Tre attivisti sono stati trattenuti dalle “forze dell’ordine” ed il corteo è stato fermato da un cordone di agenti che ha costretto alla sosta nei pressi della sede della COP, senza poter raggiungere il punto d’arrivo previsto. Delegati di tutto il mondo sono intervenuti durante il percorso, rappresentando le istanze dei movimenti dell’ambiente dei cinque continenti che all’unisono hanno collegato la questione climatica alle battaglie in corso per cambiare modello agricolo, abbandonare i fossili, proteggere i suoli e la biodiversità, fino a modificare gli stili di vita individuali.
Un marcia da Roma a Katowice e altre iniziative in alcuni territori hanno coinvolto anche il nostro Paese, contrassegnato da tante vertenze ambientali e sociali tutte indirettamente legate al tema del clima come le lotte NoTav, NoTap, NoTriv, ecc. che in qualche modo hanno fatto sentire la loro voce.
Una opposizione che però rimane molto frammentata e poco visibile nonostante la sensibilità sul tema risulti sempre più ampia tra i popoli del mondo.

La necessità della prospettiva strategica del socialismo
Alla base quindi di una vertenza comune che possa essere partecipata ed incisiva, va posta la lotta per un sistema economico differente, e non per una falsa e illusoria nuova versione del capitalismo poiché è proprio quest’ultimo l’origine di tutti i mali sociali, inclusi quelli ambientali. Se si riconosce che questa situazione e l’empasse che ne consegue in termini di politiche energetiche risolutive è responsabilità dei “signori di un capitalismo finanziario, estrattivo e predatorio che domina il pianeta” le cui conseguenze sono subite dalla “moltitudine sterminata dei popoli e delle comunità (…) i cui profughi e migranti cercano di varcare, da soli o in carovana, i confini di un mondo protetto”, come afferma anche “Il Manifesto”, che cosa si aspetta a mettere al centro del dibattito la questione del socialismo?

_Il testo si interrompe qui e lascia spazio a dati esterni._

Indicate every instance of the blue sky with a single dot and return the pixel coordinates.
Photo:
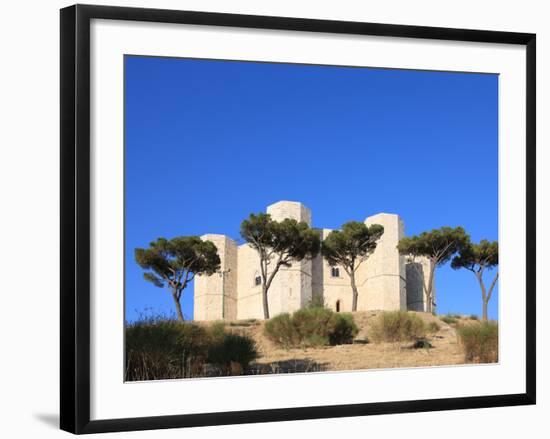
(208, 142)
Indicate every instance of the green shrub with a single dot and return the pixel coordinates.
(155, 349)
(395, 326)
(232, 348)
(159, 348)
(433, 327)
(480, 342)
(280, 330)
(311, 327)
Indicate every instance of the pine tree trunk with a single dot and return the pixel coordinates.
(429, 290)
(355, 292)
(178, 307)
(484, 314)
(265, 302)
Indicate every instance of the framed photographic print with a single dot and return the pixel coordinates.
(274, 218)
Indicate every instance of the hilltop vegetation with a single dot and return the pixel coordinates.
(309, 340)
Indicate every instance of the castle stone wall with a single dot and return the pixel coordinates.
(381, 279)
(418, 271)
(385, 281)
(216, 296)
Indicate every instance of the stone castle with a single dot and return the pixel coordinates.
(385, 281)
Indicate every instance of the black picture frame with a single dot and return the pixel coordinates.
(75, 217)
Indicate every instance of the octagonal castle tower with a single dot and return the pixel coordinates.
(386, 281)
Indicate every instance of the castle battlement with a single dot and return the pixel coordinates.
(386, 281)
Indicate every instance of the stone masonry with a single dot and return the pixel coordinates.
(386, 281)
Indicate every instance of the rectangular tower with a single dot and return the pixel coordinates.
(216, 295)
(381, 279)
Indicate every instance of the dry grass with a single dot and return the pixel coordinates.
(360, 356)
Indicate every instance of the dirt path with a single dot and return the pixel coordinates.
(360, 355)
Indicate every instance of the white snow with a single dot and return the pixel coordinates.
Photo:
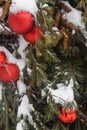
(12, 59)
(21, 87)
(1, 91)
(19, 125)
(74, 16)
(22, 45)
(25, 108)
(26, 5)
(63, 93)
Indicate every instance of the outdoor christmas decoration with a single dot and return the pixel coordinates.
(35, 34)
(68, 115)
(9, 72)
(43, 84)
(3, 57)
(21, 22)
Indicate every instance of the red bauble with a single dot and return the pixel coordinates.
(36, 33)
(21, 22)
(2, 57)
(68, 115)
(9, 72)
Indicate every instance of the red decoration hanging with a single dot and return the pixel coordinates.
(9, 72)
(2, 57)
(21, 22)
(35, 34)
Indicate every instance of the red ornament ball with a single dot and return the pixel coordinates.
(36, 33)
(21, 22)
(68, 115)
(2, 57)
(9, 72)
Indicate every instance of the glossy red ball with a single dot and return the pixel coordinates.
(3, 58)
(36, 33)
(9, 72)
(21, 22)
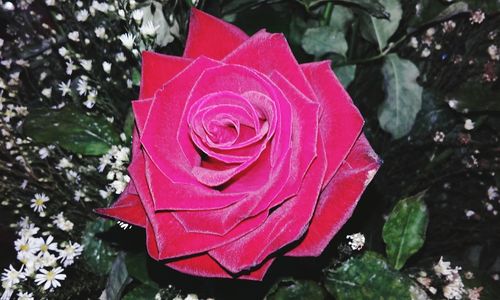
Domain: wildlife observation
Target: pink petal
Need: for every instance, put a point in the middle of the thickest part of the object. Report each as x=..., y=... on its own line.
x=340, y=123
x=171, y=239
x=211, y=37
x=159, y=137
x=339, y=198
x=267, y=53
x=203, y=265
x=157, y=69
x=285, y=225
x=127, y=208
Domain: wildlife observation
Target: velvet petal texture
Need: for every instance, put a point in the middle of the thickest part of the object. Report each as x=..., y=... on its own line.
x=240, y=154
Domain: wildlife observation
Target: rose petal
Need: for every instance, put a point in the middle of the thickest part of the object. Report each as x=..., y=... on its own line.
x=339, y=198
x=285, y=225
x=171, y=238
x=268, y=53
x=159, y=138
x=157, y=69
x=127, y=208
x=205, y=266
x=211, y=37
x=340, y=123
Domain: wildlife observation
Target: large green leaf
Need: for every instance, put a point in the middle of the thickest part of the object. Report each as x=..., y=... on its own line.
x=321, y=40
x=379, y=31
x=345, y=74
x=97, y=254
x=367, y=277
x=118, y=278
x=403, y=96
x=291, y=289
x=404, y=231
x=72, y=129
x=474, y=96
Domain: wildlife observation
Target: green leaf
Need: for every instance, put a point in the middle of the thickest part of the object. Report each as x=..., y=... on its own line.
x=367, y=277
x=118, y=278
x=141, y=292
x=404, y=230
x=137, y=268
x=379, y=31
x=71, y=129
x=291, y=289
x=474, y=97
x=97, y=254
x=403, y=96
x=345, y=74
x=321, y=40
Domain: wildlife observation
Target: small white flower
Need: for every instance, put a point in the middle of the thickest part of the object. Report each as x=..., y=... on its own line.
x=47, y=92
x=127, y=40
x=63, y=51
x=82, y=86
x=74, y=36
x=137, y=15
x=86, y=64
x=25, y=296
x=44, y=246
x=38, y=202
x=468, y=125
x=12, y=276
x=106, y=66
x=100, y=32
x=82, y=15
x=50, y=278
x=148, y=28
x=65, y=88
x=357, y=241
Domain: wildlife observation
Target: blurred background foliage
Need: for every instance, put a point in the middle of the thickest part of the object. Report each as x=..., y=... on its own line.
x=424, y=74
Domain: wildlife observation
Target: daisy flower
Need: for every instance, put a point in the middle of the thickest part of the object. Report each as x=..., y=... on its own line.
x=50, y=278
x=38, y=202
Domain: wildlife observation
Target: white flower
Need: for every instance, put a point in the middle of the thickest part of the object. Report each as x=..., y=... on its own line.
x=12, y=276
x=468, y=125
x=38, y=202
x=50, y=278
x=63, y=51
x=137, y=15
x=127, y=40
x=86, y=64
x=148, y=28
x=357, y=241
x=82, y=86
x=106, y=66
x=25, y=296
x=47, y=92
x=74, y=36
x=45, y=245
x=100, y=32
x=68, y=254
x=82, y=15
x=65, y=87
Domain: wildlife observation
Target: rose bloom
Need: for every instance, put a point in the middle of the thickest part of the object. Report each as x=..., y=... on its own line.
x=240, y=153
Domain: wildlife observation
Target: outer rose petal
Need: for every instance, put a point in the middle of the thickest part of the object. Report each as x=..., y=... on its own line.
x=339, y=198
x=211, y=37
x=128, y=208
x=157, y=69
x=340, y=123
x=267, y=53
x=205, y=266
x=285, y=225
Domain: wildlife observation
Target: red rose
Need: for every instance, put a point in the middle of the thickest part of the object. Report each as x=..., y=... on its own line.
x=240, y=151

È con il socialismo che, in ultima analisi, sarà possibile per tutti avere un lavoro libero, che tenga di conto dell’ambiente in tutti i suoi settori produttivi a partire dall’energetico, per arrivare alla mobilità, all’agricoltura ed alla conseguente qualità dell’alimentazione, alla salvaguardia del territorio e della salute, poiché è il marcio profitto capitalista che induce aziende e governi a rendere subalterni questi temi di profondo carattere sociale al profitto stesso che rimane l’unico obiettivo da raggiungere nel minor tempo possibile.
“Il tempo è adesso”, soprattutto per il socialismo. Mentre l'imperialismo e il sistema economico capitalistico trasformano in un inferno la vita dei popoli e condannano il pianeta alla catastrofe climatica.